Pressure-selling tactics, such as telling the buyer the car is very popular, that they have several other offers, or that the payment must be made by a certain deadline, are frequently employed.
Victims may be tricked into sending money via bank transfer and as soon as a payment is made, the buyer will be blocked and the seller's profile will disappear.
Occasionally, a fake address will be provided at which to collect the car, leaving buyers with a wasted trip alongside the financial loss.
Luke (name changed) was searching for a new car on Facebook Marketplace when he saw an advert for a two-year old Ford Fiesta for £5,400.
While it didn’t appear to be local to where he lived, he contacted the seller, who called himself Philip.
Philip said the vehicle was still available but there was lots of interest from other prospective buyers, as it was a really good price and the vehicle was in great condition, implying Luke would have to move quickly.
On requesting more photos of the inside and outside of the car, Luke received the images, but thought they looked slightly different to the vehicle being advertised.
However he checked the car registration on the DVLA (Driver and Vehicle Licensing Agency) website, which confirmed it was taxed and had an MOT valid until May 2024.
When Luke asked to meet Philip in person to see the car, Philip refused, claiming he lived too far away and that he used a shipping company to deliver the vehicles he sold. However he said Luke could pay a deposit and then transfer the remaining balance after he had received the vehicle.
Luke still felt unsure about this, so to allay his concerns, Philip provided some personal details (including a copy of his passport) in an attempt to prove he was legitimate.
On agreeing to continue with the purchase, Luke was sent bank account details to make the initial payment. The account details were under the name of a different individual, who Philip claimed was his ‘Customer Support Manager’.
When Luke sent £540 as a 10% deposit on the total purchase price of the car, he received an email from Philip to say that the payment had gone through, and he would now arrange delivery.
Luke didn’t receive the vehicle.

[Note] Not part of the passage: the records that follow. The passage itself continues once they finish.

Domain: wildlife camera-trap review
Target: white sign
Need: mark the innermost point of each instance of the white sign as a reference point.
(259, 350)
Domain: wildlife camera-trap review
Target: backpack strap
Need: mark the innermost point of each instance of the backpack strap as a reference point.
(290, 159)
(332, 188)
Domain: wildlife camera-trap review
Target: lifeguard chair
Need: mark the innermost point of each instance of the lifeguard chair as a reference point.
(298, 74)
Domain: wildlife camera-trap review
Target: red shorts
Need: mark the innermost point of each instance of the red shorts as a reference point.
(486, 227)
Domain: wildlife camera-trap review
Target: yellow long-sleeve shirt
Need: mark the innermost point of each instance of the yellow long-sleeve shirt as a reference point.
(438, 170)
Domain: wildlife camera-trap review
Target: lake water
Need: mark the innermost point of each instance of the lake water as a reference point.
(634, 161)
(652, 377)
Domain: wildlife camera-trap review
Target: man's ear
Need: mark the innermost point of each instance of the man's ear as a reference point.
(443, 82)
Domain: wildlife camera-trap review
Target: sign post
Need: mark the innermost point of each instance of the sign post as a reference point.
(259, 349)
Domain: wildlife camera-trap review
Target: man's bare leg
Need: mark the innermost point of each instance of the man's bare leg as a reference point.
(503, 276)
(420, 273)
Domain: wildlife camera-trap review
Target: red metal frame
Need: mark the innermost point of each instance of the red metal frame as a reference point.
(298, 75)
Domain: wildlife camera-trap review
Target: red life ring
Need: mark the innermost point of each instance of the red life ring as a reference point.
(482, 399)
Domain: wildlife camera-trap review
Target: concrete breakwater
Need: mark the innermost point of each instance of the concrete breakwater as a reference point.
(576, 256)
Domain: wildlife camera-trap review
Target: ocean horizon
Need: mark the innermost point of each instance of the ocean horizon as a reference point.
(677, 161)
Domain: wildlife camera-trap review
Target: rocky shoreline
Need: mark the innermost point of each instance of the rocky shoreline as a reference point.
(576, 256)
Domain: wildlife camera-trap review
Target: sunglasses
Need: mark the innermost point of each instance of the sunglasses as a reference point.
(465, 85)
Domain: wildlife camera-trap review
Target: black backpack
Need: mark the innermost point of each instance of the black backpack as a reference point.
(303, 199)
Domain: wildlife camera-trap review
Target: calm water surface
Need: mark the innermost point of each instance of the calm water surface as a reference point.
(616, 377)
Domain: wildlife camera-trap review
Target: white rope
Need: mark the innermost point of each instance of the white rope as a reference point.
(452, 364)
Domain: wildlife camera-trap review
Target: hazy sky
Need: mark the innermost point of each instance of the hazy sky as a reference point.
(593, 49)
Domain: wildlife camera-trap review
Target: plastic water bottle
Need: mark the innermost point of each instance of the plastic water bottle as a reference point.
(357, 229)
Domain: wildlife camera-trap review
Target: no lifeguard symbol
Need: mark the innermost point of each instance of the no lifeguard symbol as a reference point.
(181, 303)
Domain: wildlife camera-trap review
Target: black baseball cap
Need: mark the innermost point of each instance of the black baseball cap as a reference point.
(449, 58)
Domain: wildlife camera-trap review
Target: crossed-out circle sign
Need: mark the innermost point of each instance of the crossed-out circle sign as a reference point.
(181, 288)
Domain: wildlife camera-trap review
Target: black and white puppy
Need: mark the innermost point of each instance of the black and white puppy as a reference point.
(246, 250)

Philip’s profile disappeared from Facebook, and any attempts to contact him via email have gone unanswered.
Ford Fiestas have been highly popular in the genuine sales market, possibly because the manufacturer recently stopped making them.
Liz Ziegler, Fraud Prevention Director at Lloyds Bank called the rapid growth in reports of people being scammed when shopping for vehicles on social media "alarming".
She said: "The vast majority of these scams start on Facebook, where it's far too easy for criminals to set up fake profiles and advertise items that simply don't exist.
"It's time social media companies were held accountable for their lax approach to protecting consumers, given the vast majority of fraud starts on their platforms.
"Buying directly from approved dealers is the best way to guarantee you're paying for a genuine vehicle, and always use your debit or credit card for maximum safety.
"If you do want to buy something you've found through social media, only transfer funds once the car is in your possession."
Sky News has contacted Meta and eBay for comment.